Pros of Sacco Loans:
- Lower interest rates compared to commercial banks.
- Fewer bureaucratic processes—loans are easier to access if you are an active member.
- Encourages savings discipline since you must contribute regularly to qualify.
Cons of Sacco Loans:
- Loan limits are tied to your savings or guarantors, which may restrict how much you can borrow.
- Shorter repayment periods compared to mortgages.
- Membership requirements may delay access if you’re new to the Sacco.

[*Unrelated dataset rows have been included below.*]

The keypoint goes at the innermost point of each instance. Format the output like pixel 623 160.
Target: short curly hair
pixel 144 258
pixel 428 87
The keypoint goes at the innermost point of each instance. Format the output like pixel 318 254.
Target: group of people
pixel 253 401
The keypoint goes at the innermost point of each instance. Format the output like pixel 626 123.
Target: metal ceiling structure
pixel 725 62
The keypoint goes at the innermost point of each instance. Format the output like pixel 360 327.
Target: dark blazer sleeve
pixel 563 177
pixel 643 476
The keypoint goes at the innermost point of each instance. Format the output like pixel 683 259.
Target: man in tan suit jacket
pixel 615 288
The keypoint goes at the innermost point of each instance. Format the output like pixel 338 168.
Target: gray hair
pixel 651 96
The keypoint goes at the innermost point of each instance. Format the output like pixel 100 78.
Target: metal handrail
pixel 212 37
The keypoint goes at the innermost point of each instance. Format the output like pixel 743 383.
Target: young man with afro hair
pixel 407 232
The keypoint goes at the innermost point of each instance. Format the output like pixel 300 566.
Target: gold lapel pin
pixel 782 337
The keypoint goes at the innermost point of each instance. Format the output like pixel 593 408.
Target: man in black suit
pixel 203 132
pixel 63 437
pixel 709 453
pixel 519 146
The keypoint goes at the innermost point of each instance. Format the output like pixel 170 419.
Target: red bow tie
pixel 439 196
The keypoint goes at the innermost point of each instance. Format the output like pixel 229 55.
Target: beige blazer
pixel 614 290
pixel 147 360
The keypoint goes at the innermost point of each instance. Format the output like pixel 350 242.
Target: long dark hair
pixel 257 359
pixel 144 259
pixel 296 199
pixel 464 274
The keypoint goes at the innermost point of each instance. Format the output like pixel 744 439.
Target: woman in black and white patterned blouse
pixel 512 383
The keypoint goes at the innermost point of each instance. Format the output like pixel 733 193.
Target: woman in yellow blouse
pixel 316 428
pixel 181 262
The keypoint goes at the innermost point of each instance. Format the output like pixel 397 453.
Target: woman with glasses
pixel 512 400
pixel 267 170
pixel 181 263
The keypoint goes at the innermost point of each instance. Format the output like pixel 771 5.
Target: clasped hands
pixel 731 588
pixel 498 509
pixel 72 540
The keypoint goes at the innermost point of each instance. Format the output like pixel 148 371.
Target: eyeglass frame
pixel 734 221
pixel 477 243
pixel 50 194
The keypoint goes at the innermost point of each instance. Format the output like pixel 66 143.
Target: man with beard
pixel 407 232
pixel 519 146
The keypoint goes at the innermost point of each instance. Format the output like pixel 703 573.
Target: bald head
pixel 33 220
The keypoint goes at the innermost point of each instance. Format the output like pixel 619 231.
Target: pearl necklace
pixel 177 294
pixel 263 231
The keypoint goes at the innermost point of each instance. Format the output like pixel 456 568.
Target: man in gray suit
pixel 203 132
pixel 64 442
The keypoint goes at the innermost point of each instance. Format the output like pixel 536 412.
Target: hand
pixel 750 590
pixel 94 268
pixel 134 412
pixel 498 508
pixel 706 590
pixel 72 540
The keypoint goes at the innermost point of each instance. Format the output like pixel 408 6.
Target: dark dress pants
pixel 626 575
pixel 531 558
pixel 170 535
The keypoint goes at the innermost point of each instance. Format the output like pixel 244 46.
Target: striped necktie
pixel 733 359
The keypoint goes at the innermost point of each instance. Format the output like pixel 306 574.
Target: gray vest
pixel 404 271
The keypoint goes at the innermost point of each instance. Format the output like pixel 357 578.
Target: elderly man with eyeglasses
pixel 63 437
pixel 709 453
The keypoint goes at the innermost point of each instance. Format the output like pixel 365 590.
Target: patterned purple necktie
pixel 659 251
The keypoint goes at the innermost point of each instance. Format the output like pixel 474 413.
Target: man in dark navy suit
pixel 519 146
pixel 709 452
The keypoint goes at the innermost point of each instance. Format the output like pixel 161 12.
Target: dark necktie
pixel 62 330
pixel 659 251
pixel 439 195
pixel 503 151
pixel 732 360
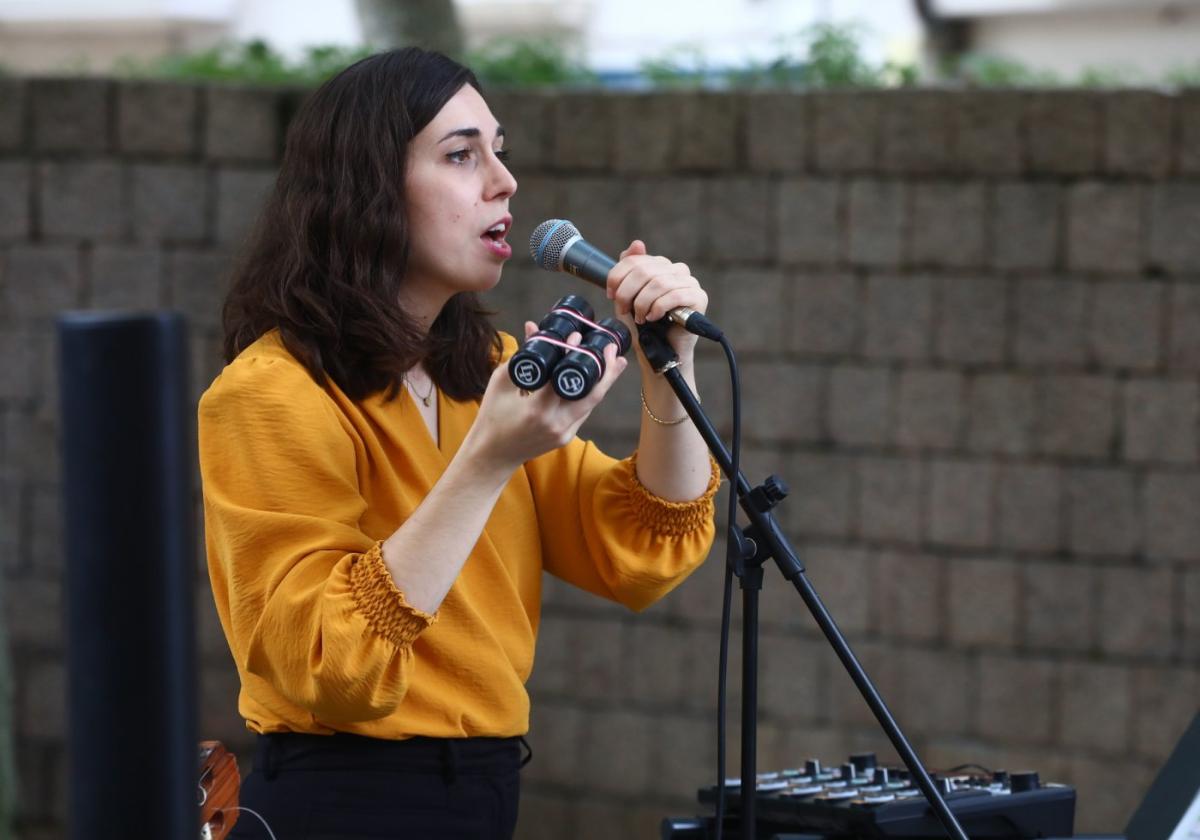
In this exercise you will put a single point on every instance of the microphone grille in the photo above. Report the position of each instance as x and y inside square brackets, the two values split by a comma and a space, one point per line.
[547, 241]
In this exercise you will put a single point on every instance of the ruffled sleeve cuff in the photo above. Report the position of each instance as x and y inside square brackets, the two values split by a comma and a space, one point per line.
[671, 519]
[383, 604]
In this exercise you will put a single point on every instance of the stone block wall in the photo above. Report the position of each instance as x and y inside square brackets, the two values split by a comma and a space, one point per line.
[969, 327]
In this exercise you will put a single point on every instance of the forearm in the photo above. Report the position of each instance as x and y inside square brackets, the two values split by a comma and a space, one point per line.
[672, 461]
[426, 553]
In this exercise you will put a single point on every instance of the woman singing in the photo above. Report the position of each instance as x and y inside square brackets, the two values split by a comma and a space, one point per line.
[381, 501]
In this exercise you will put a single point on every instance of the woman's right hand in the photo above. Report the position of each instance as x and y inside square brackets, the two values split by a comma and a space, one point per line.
[514, 426]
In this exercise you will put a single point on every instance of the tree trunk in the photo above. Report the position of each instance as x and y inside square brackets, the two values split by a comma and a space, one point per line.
[431, 24]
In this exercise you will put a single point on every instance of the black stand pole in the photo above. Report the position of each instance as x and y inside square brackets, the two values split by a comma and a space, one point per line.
[127, 455]
[762, 540]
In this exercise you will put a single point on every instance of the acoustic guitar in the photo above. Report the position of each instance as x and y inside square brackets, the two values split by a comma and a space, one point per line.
[217, 791]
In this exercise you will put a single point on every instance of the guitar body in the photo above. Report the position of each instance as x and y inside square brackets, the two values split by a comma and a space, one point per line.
[219, 787]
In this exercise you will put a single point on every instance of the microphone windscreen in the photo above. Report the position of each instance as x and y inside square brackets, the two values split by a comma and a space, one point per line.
[547, 241]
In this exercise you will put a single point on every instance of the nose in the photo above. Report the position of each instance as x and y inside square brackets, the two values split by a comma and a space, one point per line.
[501, 183]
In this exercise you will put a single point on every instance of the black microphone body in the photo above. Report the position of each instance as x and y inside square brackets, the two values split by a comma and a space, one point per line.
[557, 245]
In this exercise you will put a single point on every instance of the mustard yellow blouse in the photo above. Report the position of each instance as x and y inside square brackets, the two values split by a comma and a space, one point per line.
[301, 485]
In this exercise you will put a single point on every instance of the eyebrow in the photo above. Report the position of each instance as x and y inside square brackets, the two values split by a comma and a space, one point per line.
[471, 132]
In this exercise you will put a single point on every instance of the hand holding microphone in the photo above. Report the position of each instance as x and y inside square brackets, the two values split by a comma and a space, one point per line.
[645, 287]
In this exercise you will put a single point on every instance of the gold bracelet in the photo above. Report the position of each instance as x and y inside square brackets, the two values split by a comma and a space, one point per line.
[659, 420]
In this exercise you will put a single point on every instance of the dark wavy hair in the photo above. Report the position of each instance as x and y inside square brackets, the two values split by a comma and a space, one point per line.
[328, 255]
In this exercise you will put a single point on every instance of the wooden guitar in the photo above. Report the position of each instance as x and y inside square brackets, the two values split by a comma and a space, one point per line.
[219, 786]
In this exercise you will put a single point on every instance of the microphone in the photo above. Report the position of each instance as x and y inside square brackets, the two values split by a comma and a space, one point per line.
[557, 245]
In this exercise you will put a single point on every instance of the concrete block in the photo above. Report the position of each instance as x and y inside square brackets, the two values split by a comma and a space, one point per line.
[861, 406]
[946, 712]
[527, 117]
[738, 210]
[83, 201]
[930, 408]
[1125, 329]
[1138, 133]
[917, 126]
[1060, 606]
[1063, 132]
[777, 131]
[606, 768]
[1051, 322]
[171, 203]
[826, 313]
[15, 199]
[876, 225]
[1077, 415]
[1183, 345]
[241, 195]
[1137, 606]
[987, 132]
[1161, 420]
[1001, 414]
[159, 118]
[983, 603]
[1187, 153]
[847, 127]
[891, 499]
[707, 132]
[750, 304]
[809, 221]
[582, 131]
[13, 114]
[1030, 510]
[40, 281]
[1025, 225]
[600, 209]
[899, 317]
[785, 402]
[125, 279]
[843, 577]
[1163, 706]
[960, 503]
[911, 595]
[1174, 219]
[197, 283]
[669, 216]
[947, 225]
[971, 319]
[71, 114]
[1103, 513]
[1096, 706]
[243, 124]
[1104, 229]
[1173, 529]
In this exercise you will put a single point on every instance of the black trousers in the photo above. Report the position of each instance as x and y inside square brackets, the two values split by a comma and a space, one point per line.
[342, 786]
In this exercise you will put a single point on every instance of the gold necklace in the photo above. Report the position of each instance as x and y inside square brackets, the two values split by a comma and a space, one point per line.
[426, 399]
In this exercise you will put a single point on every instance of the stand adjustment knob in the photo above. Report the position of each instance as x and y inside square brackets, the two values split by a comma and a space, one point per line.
[1025, 780]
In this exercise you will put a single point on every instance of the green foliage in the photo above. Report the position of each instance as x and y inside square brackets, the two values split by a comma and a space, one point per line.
[526, 63]
[823, 55]
[253, 61]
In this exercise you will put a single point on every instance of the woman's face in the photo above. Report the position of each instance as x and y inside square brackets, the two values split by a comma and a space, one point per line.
[457, 198]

Key Differences Between Mortgages and Sacco Loans
| Feature | Mortgage (Bank) | Sacco Loan |
| Interest Rates | Higher (12%–16% p.a.) | Lower (8%–12% p.a.) |
| Loan Amount | Higher, suitable for big investments | Limited, depends on savings & guarantors |
| Repayment Period | Long-term (up to 25 years) | Shorter (3–10 years) |
| Eligibility | Strict (income proof, credit checks) | Flexible (membership-based) |
| Best For | Buying high-value properties | Affordable plots, building, renovations |
Which Option is Right for You?
- Choose a Mortgage if:
You want to buy a high-value property immediately and are comfortable with long-term financial commitment. - Choose a Sacco Loan if:
You prefer lower interest rates, have been saving consistently, and your property choice falls within your borrowing capacity.
For many Kenyans, the best approach is a combination of both—using Sacco savings and loans for deposits or smaller projects, and mortgages for larger investments.
Conclusion
When deciding between a mortgage or a Sacco loan in Kenya, consider your financial stability, long-term goals, and the property you’re targeting. Mortgages offer larger financing but come with stricter terms, while Saccos provide affordable and flexible loans to committed savers.
Whichever option you choose, the goal is the same: to secure a home you can proudly call your own.